The first three months of service, which I am currently experiencing, are the hardest. Still new to the village, most of the relationships are acquaintances and it’s hard to indentify true friends. I smile and greet people through their harmless stares, but I am still an attraction and foreign.

In Lesotho, the first three months, or Phase II as we call it, is also deemed as lockdown, meaning we can’t travel anywhere over night or make trips out of district. My closest neighbor is about two hours a way and I get to see her fairly often for day-trips to Maseru, but most of my friends are spread throughout the country and it won’t be until the end March till I see them again. I can’t run down the hill to Katie or Caitlin’s house when I need to laugh with someone nor can Lauren and James sit on my porch to enjoy zimbas and Fanta over venting.
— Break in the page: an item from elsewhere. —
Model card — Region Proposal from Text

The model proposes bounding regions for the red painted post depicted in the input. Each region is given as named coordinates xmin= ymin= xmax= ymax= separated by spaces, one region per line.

My connection to home is also fading. Although I have some incredible friends and family who have gone out of their way to remind me that I am loved, I feel so disconnected to their everyday lives. I miss watching TV with my mom after work. I miss coffee dates with Melissa. I miss the casual lunch or beer with old friends. The lack of those small moments hurt the most.

With all of this alone time, my thoughts wander into the back of my memory bank, uncovering moments and feelings I would never recall in everyday American life. Things that I never really got over or situations that were so painful it was best to bury them are now forcing me to replay them in my head. I go over broken friendships and relationships, sometimes twice, and wonder why I screwed up so much instead of accepting that those things are a part of life and allowing loneliness to sting sharper.

Loneliness is something we are taught to fear, an emotion we want to avoid if we can. Here, though, I can’t out run it. It hits me and brings out my burliest of insecurities. An unreturned message sends me into a panic that I have one less friend. A less than cheery from hello from bo-‘m’e worries me that I am not doing enough to integrate. All while, my mind is spinning memories and coming to a very scaring conclusion: I am alone.

But this concept doesn’t have to be so daunting; loneliness can become solitude.

I don’t need to fear my time alone. Instead, I can use it to focus on me and addressing some issues that I must in order to be the person I want to be. This can be an opportunity.

Next month, I plan to seize the last stint of Phase II and really focus on what is here and not what I am missing. I will also use that time to address this loneliness and what it is that I am really afraid of.